At the moment none of the changes discussed here have been agreed upon, and there is no real timeline in place for their implementation.
The main issue with the current architecture is that deployers run in phases with a specific ordering that is provided via a number in Phase.java. This makes it very easy to see when a deployer will run in relation to other deployers, however it provides no way to determine why it is there. The only way to determine this is to examine the code of all deployers in the code base, and see which structures are modified by earlier/later deployers that are also modified by this one. This has the potential to turn into a maintainability nightmare, as no one really knows why a given deployer is run at a specific time.
In addition to this when the code base is modulised there will no longer be a single place we can keep all these numbers.
Another problem is that even though deployments are MSC services they are not restartable, at the moment we have a hack in place that performs a complete redeploy if a restart is detected.
We discussed a number of possible approaches:
Using fine grained MSC services to perform the deployment
The general idea with this approach would be that deployers are MSC services, that would then wire up dependencies between themselves. So for example the web metadata merging processor would depend on the parsed web metadata, and the parsed web annotation metadata. Once the dependent services started then the merging processor would run and produce the merged metadata.

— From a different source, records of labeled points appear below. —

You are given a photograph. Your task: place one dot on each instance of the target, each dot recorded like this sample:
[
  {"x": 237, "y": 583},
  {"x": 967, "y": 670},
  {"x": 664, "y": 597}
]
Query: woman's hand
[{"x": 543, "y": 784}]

After a brief discussiong it was decided that this approach was not workable for a number of reasons. The main problems being that we would need to make all our deployment structures thread safe, we would need to hold onto all our intermediate deployment states in memory which would significantly increase memory usage and that this model does not map well to deployers that simply modify data, rather than producing a new data structure.
Creating a new dependency resolution mechanism that is used to determine ordering
Instead of using MSC with this approach we would create a separate dependency resolution mechanism that is used to determine the correct deployer ordering. This mechanism would assemble deployment chains that work similarly to our current chains, however the order would be determined via a dependency resolution algorithm. Dependencies would include relationships such as 'contributes to' to allow for situations where deployers simply mutate an existing set of data.

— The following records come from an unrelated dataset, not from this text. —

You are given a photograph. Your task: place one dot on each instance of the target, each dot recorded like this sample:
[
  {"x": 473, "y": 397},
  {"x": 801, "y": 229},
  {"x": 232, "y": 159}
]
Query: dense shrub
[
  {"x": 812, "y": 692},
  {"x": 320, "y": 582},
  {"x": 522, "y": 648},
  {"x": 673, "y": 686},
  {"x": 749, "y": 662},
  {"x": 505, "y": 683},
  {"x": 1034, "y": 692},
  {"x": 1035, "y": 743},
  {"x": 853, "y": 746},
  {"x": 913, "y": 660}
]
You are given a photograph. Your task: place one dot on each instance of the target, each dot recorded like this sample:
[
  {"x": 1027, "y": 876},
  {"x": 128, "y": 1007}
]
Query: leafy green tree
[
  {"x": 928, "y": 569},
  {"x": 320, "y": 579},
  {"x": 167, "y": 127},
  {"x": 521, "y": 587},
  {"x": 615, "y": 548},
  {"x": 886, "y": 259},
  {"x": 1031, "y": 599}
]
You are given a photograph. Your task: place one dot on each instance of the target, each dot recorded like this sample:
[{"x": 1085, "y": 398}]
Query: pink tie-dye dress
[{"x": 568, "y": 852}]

This idea seems ok on the face of it, however it would be quite a bit of work to implement, and a lot of people had reservations about it, as it seemed to similar to the system that we present in EAP 5. A system like this is probably worth investigating at some point in the future, however it is unlikely to be a silver bullet.
Introduce a global registry for deployer ordering
This was a solution that was discussed as a solution to the problem that results from modulising WildFly. Basically we would create a global registry, and extension would be added to it in the correct location. This could also including ordering for 3rd party deployers such as Torquebox and Capedwarf. This solution will probably take the form of a project with its own release schedule that contains a single class with the deployer ordering.
Possible solutions to the deployment restart problem
We discussed a number of possible solutions to the deployment restart problem, however they all suffered from the problem that in order for a deployer to be able to restart cleanly it needs to store the previous runtime state. This results in a much larger runtime memory footprint (possibly hundreds of megabytes for large deployments). Given that the current hack that is in place works, it was decided that this was not worth spending any time on at the moment.